Ces erreurs deviennent, après l'envoi, des traces difficiles à annuler.
| Situation où s'arrêter | Raison |
|---|---|
| Les explications du destinataire n'ont pas été lues | Le traitement de l'information est inconnu |
| Les métadonnées des documents n'ont pas été vérifiées | Le créateur ou l'historique d'édition reste |
| Seul un appareil professionnel est disponible | Cela reste dans les journaux de gestion |
| Vous êtes pressé sous le coup de l'émotion | Il devient plus facile de donner des informations inutiles |
| Les conséquences juridiques sont importantes | Une consultation spécialisée devient nécessaire |
Décider de ne pas envoyer fait aussi partie de la sécurité. Si la préparation est insuffisante, commencez par organiser l'environnement et le destinataire.
Penser aussi à l'après-envoi
Après l'envoi, le risque continue.
Vérification des réponses, envoi de documents supplémentaires, enquête interne après publication, échanges avec une rédaction, réactions sur les réseaux sociaux. À chaque étape, une corrélation peut apparaître.

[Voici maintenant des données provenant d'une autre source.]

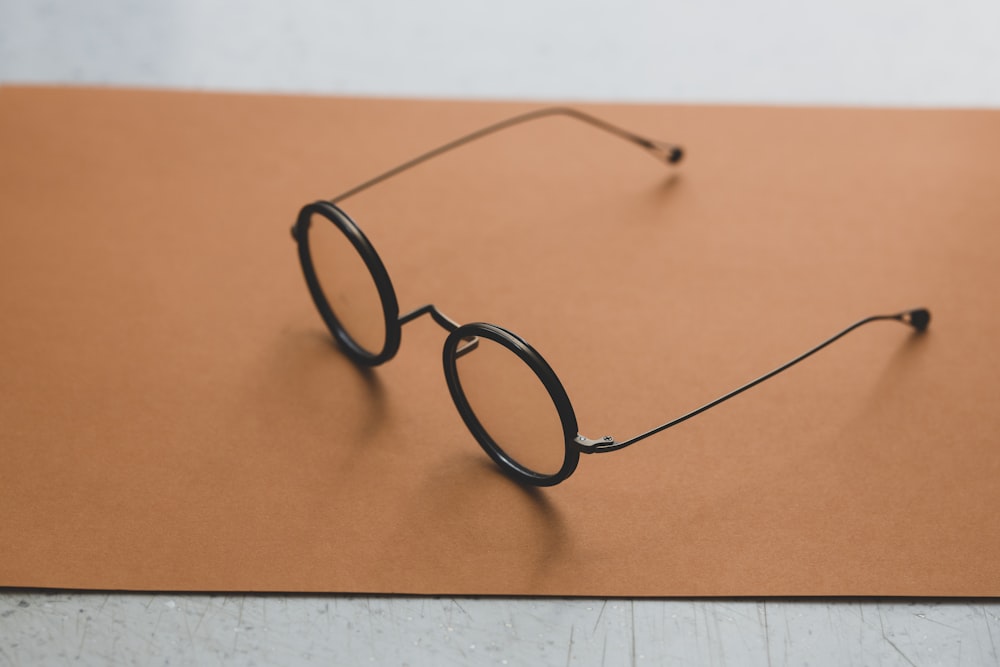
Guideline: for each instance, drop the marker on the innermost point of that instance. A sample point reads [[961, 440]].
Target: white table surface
[[851, 52]]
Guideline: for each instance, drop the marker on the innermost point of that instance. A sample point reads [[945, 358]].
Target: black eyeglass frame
[[464, 338]]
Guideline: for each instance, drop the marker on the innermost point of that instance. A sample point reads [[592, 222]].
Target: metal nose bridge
[[469, 343], [443, 320]]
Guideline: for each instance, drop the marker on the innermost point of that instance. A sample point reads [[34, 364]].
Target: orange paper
[[175, 417]]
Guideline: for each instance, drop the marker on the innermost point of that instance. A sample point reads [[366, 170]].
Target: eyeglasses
[[508, 396]]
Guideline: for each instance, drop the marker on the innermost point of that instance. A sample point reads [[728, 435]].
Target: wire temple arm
[[669, 153], [918, 318]]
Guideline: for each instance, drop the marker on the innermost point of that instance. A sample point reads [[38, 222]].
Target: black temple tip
[[919, 318]]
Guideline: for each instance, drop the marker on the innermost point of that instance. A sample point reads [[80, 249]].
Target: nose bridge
[[443, 320]]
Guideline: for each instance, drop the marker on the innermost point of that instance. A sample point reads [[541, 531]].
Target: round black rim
[[390, 307], [541, 368]]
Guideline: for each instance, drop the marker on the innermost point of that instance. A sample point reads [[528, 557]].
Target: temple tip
[[918, 318]]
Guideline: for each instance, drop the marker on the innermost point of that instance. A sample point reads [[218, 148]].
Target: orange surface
[[174, 416]]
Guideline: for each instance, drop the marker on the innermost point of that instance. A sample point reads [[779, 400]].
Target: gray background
[[769, 51]]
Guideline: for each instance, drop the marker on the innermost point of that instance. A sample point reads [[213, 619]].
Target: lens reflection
[[513, 406], [347, 284]]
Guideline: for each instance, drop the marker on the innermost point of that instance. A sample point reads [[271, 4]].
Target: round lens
[[512, 405], [347, 284]]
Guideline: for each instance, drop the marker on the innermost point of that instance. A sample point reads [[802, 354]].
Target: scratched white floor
[[914, 53]]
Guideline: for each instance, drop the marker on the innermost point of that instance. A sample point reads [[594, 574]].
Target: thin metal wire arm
[[918, 318], [669, 153]]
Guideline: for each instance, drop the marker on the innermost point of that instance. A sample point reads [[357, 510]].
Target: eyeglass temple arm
[[669, 153], [918, 318]]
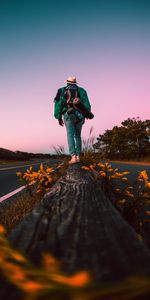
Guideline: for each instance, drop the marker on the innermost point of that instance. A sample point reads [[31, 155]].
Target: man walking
[[67, 113]]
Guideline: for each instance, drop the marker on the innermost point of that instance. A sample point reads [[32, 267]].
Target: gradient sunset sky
[[105, 44]]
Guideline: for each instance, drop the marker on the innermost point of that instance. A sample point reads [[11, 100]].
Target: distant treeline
[[6, 154], [131, 140]]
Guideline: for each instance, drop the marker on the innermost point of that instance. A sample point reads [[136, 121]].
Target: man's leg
[[70, 128]]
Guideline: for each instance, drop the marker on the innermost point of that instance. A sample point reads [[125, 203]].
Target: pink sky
[[109, 55]]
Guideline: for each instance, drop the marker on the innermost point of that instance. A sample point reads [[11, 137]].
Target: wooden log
[[80, 226]]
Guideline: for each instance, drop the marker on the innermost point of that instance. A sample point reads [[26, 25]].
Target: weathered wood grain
[[79, 225]]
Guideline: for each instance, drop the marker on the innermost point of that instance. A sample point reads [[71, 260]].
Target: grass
[[49, 282], [24, 203]]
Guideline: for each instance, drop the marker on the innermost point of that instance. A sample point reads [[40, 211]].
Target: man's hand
[[61, 123]]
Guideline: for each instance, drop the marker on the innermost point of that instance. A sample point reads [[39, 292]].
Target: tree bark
[[79, 225]]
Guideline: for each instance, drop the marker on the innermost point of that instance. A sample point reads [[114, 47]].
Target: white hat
[[71, 80]]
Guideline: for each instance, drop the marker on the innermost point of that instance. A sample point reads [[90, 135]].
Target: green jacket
[[60, 107]]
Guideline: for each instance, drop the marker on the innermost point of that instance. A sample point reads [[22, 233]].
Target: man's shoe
[[73, 159]]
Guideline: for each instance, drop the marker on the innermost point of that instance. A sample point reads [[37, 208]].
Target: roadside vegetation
[[130, 141]]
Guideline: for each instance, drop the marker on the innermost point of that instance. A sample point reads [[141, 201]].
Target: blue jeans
[[73, 133]]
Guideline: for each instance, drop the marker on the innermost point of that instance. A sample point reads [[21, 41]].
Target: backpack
[[69, 94]]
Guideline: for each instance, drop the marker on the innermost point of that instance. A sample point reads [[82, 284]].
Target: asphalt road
[[9, 181]]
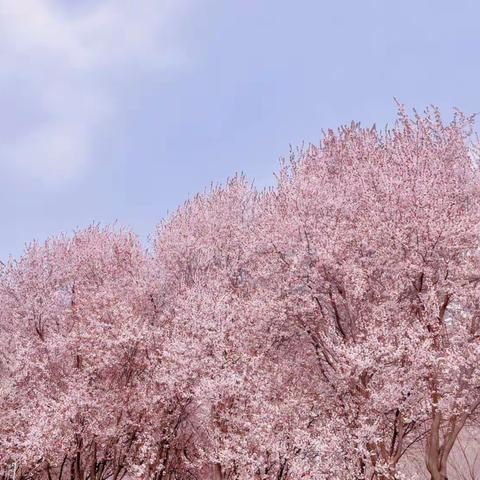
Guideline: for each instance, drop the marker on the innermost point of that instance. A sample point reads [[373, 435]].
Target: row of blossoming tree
[[320, 329]]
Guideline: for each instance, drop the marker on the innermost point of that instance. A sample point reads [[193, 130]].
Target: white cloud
[[68, 57]]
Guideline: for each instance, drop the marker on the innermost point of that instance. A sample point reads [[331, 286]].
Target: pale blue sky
[[121, 110]]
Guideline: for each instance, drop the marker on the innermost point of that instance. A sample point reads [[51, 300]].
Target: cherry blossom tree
[[327, 327]]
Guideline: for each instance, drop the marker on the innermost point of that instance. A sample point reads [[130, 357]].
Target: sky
[[120, 110]]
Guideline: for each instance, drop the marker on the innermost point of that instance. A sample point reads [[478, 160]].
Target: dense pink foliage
[[315, 330]]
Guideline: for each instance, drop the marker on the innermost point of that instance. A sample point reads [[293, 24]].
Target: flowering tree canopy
[[318, 329]]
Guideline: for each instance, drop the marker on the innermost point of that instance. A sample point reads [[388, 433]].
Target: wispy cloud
[[59, 66]]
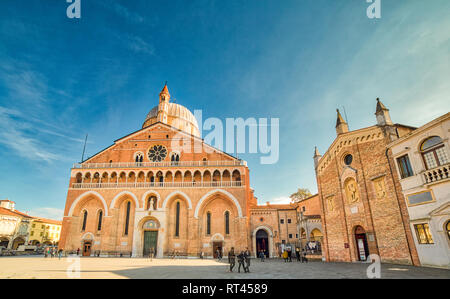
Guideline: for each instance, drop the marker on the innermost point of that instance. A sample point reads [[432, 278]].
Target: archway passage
[[361, 243], [262, 242], [150, 238], [4, 242], [217, 248], [87, 248], [17, 242], [150, 242]]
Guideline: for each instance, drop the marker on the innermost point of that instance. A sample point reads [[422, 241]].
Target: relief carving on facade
[[351, 191], [380, 188], [330, 203]]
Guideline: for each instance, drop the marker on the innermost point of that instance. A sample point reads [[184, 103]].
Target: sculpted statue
[[352, 191], [380, 190], [330, 204]]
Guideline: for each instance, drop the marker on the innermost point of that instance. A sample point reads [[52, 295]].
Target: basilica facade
[[162, 189]]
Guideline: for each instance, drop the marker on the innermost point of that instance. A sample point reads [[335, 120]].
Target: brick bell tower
[[163, 106]]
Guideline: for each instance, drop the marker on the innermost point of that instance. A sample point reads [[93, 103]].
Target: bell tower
[[341, 124], [163, 106], [382, 114]]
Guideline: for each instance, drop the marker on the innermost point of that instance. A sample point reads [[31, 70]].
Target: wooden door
[[150, 241]]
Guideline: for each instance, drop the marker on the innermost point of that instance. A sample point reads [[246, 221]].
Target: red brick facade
[[363, 199]]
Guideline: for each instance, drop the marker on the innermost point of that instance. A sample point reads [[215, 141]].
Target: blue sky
[[294, 60]]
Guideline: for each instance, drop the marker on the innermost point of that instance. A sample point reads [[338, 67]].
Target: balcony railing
[[437, 174], [147, 185], [159, 164]]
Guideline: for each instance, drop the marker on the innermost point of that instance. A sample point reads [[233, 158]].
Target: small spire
[[380, 106], [340, 119], [341, 124], [165, 90], [316, 152]]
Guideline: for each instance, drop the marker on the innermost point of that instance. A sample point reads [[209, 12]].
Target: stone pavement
[[91, 267]]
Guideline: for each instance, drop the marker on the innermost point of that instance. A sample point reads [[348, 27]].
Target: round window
[[157, 153], [348, 159]]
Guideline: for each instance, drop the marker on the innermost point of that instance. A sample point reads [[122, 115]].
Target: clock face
[[157, 153]]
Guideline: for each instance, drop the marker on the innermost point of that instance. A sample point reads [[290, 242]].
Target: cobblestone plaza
[[139, 268]]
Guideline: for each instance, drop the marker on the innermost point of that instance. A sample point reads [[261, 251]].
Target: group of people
[[243, 259], [52, 252], [300, 255]]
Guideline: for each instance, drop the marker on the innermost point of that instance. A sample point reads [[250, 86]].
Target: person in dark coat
[[297, 253], [247, 260], [231, 258], [241, 258], [262, 255], [304, 259]]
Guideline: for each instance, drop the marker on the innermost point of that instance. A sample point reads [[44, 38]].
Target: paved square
[[91, 267]]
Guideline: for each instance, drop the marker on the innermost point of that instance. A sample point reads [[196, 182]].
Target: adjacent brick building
[[363, 208]]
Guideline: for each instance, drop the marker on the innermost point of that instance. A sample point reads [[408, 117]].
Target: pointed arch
[[82, 196], [136, 201], [171, 195], [221, 191]]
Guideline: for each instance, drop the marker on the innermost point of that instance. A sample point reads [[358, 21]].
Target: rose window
[[157, 153]]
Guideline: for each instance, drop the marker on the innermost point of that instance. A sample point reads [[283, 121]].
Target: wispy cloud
[[123, 12], [47, 212], [13, 134], [282, 200], [138, 45]]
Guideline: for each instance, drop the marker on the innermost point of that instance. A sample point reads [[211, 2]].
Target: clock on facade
[[157, 153]]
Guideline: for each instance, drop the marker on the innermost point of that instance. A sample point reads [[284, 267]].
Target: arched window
[[227, 223], [208, 223], [177, 221], [139, 158], [127, 218], [433, 152], [447, 228], [100, 218], [175, 158], [83, 228], [152, 203]]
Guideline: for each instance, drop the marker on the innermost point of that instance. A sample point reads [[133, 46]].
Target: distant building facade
[[423, 166], [363, 208], [44, 231], [14, 225]]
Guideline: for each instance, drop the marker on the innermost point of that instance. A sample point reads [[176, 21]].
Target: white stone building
[[423, 164]]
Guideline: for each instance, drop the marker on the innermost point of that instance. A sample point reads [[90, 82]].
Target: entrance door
[[361, 244], [87, 248], [262, 242], [217, 245], [150, 241]]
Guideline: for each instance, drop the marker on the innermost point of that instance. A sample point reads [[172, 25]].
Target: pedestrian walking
[[151, 253], [304, 259], [247, 256], [218, 254], [231, 259], [297, 253], [241, 259], [262, 255], [285, 256]]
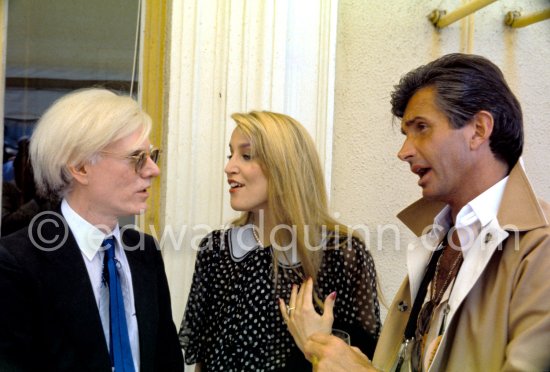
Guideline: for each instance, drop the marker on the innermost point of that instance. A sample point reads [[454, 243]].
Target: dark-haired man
[[477, 293]]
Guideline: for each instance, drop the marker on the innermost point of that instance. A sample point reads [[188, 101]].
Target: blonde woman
[[284, 235]]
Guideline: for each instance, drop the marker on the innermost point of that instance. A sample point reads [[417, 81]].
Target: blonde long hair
[[297, 194]]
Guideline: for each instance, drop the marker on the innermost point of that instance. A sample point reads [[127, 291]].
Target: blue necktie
[[121, 353]]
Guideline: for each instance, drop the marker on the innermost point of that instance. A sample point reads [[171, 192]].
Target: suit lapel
[[70, 287]]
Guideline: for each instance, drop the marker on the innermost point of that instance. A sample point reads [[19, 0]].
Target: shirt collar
[[87, 236], [485, 206], [478, 213]]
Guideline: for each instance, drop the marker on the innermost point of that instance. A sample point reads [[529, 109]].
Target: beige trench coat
[[500, 317]]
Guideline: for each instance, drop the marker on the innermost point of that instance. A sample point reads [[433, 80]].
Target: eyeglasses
[[139, 158]]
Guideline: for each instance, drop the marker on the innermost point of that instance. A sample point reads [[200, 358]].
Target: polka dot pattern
[[232, 320]]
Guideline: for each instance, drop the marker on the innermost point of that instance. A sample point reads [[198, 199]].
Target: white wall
[[378, 41]]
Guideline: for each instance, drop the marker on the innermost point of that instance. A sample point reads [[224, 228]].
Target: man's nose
[[407, 150]]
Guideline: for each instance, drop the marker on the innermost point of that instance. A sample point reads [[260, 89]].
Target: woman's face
[[247, 181]]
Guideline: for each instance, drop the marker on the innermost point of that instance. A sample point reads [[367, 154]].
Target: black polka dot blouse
[[232, 320]]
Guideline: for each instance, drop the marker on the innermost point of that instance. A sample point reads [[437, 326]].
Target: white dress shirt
[[89, 239], [470, 221]]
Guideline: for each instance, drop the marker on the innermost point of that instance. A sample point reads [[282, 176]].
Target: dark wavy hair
[[466, 84]]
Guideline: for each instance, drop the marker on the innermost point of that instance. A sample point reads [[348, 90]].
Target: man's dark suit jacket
[[49, 320]]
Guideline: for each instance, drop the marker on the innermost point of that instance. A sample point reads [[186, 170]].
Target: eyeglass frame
[[140, 158]]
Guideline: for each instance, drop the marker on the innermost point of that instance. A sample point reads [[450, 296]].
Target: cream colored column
[[3, 38], [225, 57]]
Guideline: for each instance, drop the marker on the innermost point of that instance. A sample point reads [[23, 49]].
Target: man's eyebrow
[[242, 145], [410, 122]]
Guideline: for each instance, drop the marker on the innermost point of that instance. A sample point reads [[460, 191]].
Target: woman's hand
[[329, 353], [300, 315]]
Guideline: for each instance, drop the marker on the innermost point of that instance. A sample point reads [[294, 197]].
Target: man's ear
[[483, 123], [79, 173]]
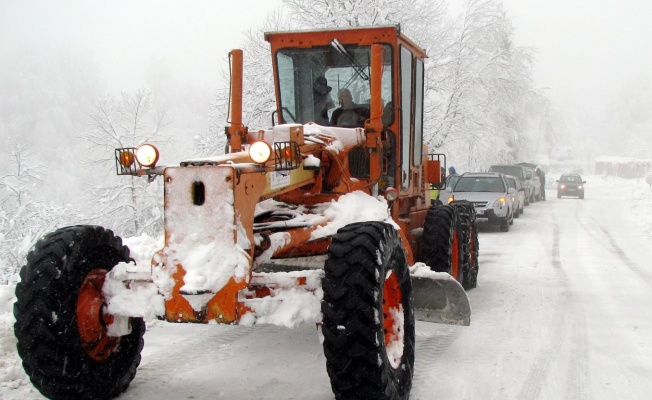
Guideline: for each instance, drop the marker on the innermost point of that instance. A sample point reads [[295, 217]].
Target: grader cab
[[329, 202]]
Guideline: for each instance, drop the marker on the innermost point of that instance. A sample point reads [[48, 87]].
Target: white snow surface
[[561, 311]]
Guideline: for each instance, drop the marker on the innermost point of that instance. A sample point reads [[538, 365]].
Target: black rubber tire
[[469, 229], [436, 247], [504, 225], [356, 354], [46, 327]]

| Comportement après l'envoi | Point d'attention |
|---|---|
| Vérification des réponses | Ne pas accéder plusieurs fois depuis le même environnement |
| Documents supplémentaires | De nouvelles métadonnées ou corrélations temporelles augmentent |
| Réaction dans l'organisation | Éviter d'être soupçonné par un comportement inhabituel |
| Déclarations après publication | Ne pas trop réagir sur les réseaux sociaux ou au travail |
| Poursuite de la consultation | Maintenir un canal de contact sûr |
Une alerte ne s'arrête pas au bouton d'envoi.
Pensez aussi au comportement après publication.
Résumé
Avant qu'un lanceur d'alerte utilise un outil de transmission d'information, il vérifie le destinataire, les documents, l'environnement et le comportement après l'envoi.
Des outils comme SecureDrop, GlobaLeaks ou OnionShare sont utiles, mais ils n'effacent pas automatiquement l'origine des documents, les journaux internes, les métadonnées ni les déductions à partir du contenu.
Ne concluez pas à la sécurité au seul motif qu'un formulaire anonyme existe.
Vérifiez qui l'exploite, ce qui est enregistré, qui voit les documents et comment communiquer après l'envoi.
Les vérifications faites avant d'utiliser l'outil influencent fortement la sécurité d'une alerte.